Gastrointestinal disorders (protective) Irritable bowel syndrome (protective) Antibiotic-associated diarrhea (protective) Hypercholesterolemia (protective)

Research References

  1. Colom J, Freitas D, et al.. Presence and Germination of B. subtilis DE111 in Human Small Intestine. Frontiers in Microbiology. 2021.
  2. Setlow P. Germination of Spores of Bacillus Species. Journal of Bacteriology. 2014.
  3. Colom J, et al.. B. subtilis DE111 in Human Small Intestine. Frontiers in Microbiology. 2021.
  4. Payne J, et al.. Storage Temperature Effects on Bacillus Spores. International Journal of Food Science. 2025.
  5. Suva MA, et al.. Novel insight on probiotic B. subtilis. J Current Research in Scientific Medicine. 2016.
  6. Markelova N, Chumak A. Antimicrobial Activity of Bacillus Cyclic Lipopeptides. Int J Mol Sci. 2025.
  7. Garvey SM, et al.. B. subtilis BS50 decreases GI symptoms. Gut Microbes. 2022.
  8. Trotter RE, et al.. B. subtilis DE111 intake may improve blood lipids. Beneficial Microbes. 2020.
  9. Rodríguez Ayala F, et al.. Weight Loss and T2D Control with B. subtilis DG101. Asploro J Biomed Clin Case Rep. 2022.

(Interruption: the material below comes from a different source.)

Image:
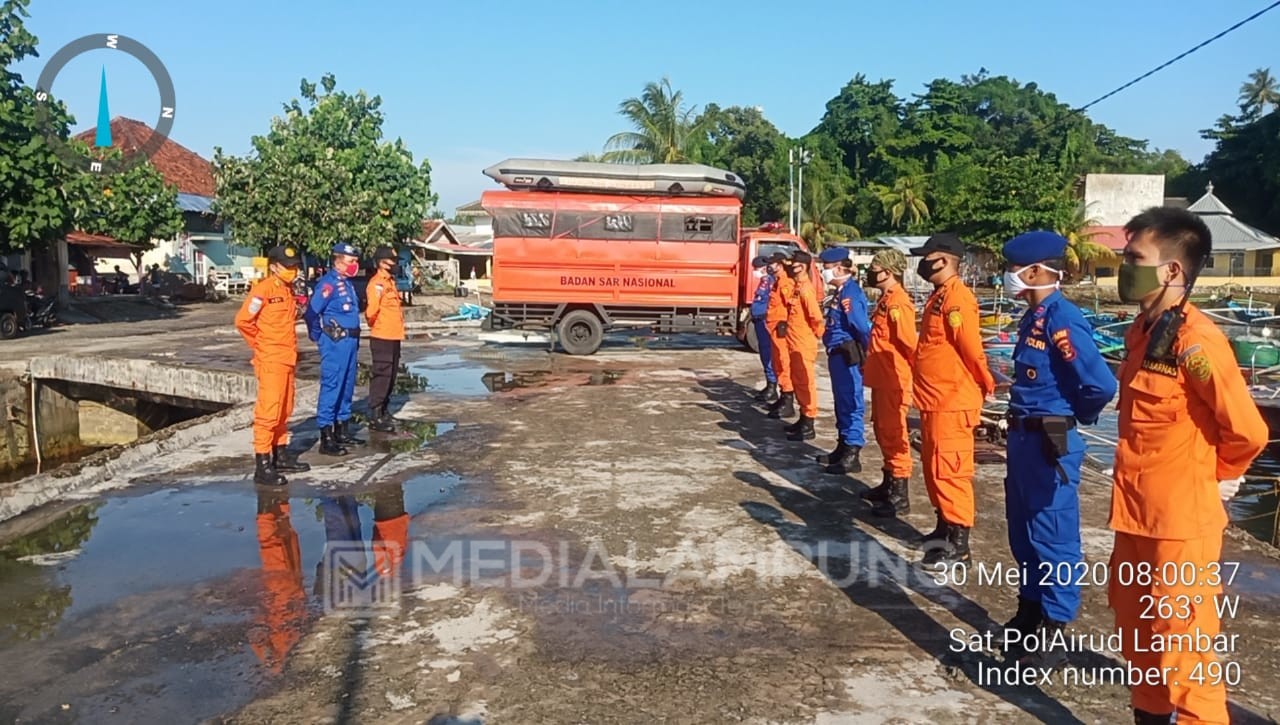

  10. Lefevre M, et al.. B. subtilis CU1 stimulates immune system of elderly. Immunity & Ageing. 2015.
  11. Vicente-Gil S, et al.. Immunomodulatory properties of B. subtilis EVs. Frontiers in Immunology. 2024.
  12. Spears JL, et al.. Safety Assessment of B. subtilis MB40. Nutrients. 2021.
  13. Alessandrini G, et al.. Topical bacteriocins promote S. aureus decolonization in acneic skin. Postepy Dermatol Alergol. 2023.